# Connection/detection Problem with HP Photosmart M525 Camera



## Grimfantasy (Jan 10, 2008)

Hello, I have a HP Photosmart M525 Camera, I have all the latest drivers for vista ( I have home premium). Well I hook it up and on the camera it says connecting... then comes up Device Not Detected. The computer doesnt do anything. :4-dontkno :upset: Any Suggestions?


----------



## Grimfantasy (Jan 10, 2008)

Maaaaaaaaaaaaaaaaaaaannn Need Help

Bump


----------



## yustr (Sep 27, 2004)

Sir Grim,

You need to give us more than 18 minutes to respond before bumping a thread...OK, lecture over.

Can you see it in Windows Explorer? In My Computer?

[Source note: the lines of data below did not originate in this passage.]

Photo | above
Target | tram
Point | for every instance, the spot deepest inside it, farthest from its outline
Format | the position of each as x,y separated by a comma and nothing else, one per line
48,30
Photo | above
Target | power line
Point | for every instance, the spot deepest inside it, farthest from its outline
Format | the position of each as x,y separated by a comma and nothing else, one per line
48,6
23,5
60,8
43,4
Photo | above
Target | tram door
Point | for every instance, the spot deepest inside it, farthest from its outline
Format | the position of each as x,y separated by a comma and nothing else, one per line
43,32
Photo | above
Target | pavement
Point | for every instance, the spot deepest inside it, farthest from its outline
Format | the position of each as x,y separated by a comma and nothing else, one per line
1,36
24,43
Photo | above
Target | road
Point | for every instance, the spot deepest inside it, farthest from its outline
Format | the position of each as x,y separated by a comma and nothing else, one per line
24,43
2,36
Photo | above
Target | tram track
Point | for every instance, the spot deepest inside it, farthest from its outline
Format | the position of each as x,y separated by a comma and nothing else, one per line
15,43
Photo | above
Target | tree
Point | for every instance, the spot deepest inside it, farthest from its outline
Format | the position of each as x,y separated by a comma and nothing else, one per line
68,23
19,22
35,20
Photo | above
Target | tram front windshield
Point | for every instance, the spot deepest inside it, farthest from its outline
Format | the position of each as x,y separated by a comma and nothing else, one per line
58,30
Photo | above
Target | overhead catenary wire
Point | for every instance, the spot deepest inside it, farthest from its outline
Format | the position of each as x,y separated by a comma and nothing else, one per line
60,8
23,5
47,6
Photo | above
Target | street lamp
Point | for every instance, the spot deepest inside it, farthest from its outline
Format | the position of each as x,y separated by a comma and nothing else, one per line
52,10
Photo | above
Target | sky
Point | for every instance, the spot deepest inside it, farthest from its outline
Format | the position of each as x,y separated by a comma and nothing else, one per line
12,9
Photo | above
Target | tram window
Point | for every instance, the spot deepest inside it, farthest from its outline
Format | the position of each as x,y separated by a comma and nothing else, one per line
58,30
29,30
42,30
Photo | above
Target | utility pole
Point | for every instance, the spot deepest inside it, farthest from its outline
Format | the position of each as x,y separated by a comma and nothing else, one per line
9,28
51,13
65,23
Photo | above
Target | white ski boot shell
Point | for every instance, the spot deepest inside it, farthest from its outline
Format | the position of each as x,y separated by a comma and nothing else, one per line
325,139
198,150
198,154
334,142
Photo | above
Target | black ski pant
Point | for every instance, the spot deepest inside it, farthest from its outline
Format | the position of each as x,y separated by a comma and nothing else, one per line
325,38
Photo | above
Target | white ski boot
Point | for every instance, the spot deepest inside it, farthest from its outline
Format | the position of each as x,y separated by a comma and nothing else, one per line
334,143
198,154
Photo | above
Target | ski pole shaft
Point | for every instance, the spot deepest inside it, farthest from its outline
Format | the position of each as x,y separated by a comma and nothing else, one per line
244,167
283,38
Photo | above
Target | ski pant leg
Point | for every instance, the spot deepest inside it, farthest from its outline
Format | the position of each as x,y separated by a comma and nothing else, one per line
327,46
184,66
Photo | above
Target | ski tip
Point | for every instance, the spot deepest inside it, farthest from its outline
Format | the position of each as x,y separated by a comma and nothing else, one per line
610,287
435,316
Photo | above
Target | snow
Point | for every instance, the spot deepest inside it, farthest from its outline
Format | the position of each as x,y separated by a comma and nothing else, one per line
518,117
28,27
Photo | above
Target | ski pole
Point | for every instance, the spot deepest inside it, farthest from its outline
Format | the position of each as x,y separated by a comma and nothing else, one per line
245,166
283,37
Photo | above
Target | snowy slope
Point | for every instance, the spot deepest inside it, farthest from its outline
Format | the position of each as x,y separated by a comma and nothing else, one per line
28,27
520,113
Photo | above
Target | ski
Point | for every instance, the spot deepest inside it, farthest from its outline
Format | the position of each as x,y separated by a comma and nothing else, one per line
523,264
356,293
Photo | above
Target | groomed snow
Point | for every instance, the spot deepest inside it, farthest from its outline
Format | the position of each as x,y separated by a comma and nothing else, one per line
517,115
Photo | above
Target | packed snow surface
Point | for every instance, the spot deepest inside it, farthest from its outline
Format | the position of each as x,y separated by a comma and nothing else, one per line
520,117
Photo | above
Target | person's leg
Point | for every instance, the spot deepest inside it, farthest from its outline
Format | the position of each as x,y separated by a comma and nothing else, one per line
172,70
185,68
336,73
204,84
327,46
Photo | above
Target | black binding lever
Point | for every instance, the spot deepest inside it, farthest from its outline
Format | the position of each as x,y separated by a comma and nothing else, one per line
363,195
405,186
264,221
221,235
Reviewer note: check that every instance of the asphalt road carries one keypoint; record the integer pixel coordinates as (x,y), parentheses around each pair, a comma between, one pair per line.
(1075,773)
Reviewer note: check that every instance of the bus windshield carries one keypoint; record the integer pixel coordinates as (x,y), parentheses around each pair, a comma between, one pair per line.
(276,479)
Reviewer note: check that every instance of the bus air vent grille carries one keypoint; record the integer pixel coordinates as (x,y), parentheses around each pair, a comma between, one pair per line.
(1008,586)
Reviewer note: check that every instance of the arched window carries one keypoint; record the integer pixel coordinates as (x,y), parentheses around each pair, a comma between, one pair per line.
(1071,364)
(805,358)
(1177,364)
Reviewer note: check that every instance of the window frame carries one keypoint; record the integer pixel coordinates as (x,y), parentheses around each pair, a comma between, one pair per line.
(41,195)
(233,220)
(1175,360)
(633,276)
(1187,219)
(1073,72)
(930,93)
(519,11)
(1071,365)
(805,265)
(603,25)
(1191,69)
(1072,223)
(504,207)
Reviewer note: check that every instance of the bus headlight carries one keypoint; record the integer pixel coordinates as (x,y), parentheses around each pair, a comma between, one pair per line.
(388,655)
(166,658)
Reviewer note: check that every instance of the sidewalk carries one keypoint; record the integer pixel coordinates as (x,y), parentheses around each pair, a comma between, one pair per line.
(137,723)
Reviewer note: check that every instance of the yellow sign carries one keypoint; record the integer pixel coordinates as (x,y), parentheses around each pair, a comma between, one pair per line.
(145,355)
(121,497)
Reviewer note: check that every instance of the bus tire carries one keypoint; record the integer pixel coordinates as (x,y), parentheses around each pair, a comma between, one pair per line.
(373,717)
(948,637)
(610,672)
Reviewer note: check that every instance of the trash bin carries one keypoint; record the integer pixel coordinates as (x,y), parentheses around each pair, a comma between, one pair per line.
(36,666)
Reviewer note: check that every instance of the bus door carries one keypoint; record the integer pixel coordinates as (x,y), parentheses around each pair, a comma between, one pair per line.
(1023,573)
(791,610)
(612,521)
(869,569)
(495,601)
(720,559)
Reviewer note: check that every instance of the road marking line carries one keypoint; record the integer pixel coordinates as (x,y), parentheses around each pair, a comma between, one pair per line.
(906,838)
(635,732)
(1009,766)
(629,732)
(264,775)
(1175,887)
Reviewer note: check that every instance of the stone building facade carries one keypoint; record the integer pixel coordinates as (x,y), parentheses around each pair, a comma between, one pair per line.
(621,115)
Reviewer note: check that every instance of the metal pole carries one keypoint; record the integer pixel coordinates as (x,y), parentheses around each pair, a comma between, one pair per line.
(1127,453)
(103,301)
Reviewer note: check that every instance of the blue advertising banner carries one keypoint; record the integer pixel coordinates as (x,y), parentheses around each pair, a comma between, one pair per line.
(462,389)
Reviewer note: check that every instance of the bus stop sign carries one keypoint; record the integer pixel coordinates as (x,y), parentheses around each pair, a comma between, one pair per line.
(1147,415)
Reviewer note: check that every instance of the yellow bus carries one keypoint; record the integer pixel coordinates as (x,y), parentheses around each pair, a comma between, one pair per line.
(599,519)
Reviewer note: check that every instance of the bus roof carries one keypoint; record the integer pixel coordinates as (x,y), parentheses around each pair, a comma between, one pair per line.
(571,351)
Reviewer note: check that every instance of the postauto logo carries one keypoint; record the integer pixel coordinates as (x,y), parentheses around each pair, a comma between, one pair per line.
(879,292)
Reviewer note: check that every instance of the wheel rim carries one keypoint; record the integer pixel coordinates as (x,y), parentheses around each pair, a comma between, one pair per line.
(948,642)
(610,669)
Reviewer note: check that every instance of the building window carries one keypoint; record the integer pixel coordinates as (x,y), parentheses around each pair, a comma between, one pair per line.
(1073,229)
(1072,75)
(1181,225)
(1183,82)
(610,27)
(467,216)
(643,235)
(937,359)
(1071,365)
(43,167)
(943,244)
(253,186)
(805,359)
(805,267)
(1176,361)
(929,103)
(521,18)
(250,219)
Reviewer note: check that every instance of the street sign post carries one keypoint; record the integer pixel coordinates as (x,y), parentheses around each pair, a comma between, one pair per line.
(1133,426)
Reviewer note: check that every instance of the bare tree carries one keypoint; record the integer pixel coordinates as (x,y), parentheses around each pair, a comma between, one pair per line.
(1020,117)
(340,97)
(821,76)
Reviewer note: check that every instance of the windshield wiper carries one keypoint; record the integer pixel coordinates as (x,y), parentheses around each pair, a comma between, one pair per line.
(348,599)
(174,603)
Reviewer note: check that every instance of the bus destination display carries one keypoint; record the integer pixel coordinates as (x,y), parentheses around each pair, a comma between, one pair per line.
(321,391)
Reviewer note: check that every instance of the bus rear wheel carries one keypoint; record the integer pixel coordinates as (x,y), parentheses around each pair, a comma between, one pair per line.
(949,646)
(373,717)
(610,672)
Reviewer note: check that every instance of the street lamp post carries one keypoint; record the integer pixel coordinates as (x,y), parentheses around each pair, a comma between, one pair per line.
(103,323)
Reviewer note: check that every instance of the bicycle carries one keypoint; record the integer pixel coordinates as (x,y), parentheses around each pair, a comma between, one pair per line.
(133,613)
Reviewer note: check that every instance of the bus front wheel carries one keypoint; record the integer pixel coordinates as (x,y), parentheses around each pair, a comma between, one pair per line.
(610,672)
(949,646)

When you say you have all the latest drivers for Vista - does that mean you went to the HP site and downloaded any updated drivers or did you just load the CD that came with the camera?


----------



## efalants (Nov 20, 2008)

Hi ... I am having the same problem ... my camera keeps saying "device not responding" and it does not show up anywhere on my computer. I have connected it to my computer in the past the exact same way (with the USB cable) and I never had a problem before. All of a sudden, this error message is coming up on my camera. I have 'reset' the camera (taken the batteries and memory card out), put them back in and still get the same message. I have also tried resetting the camera to 'disk drive' as well as 'camera' but nothing works. The software is installed on my computer (I can access previous pictures I have downloaded to my computer in the past), but am unable to connect to my computer now. Any suggestions ??? :4-dontkno Please help !!! Thanks. R-


----------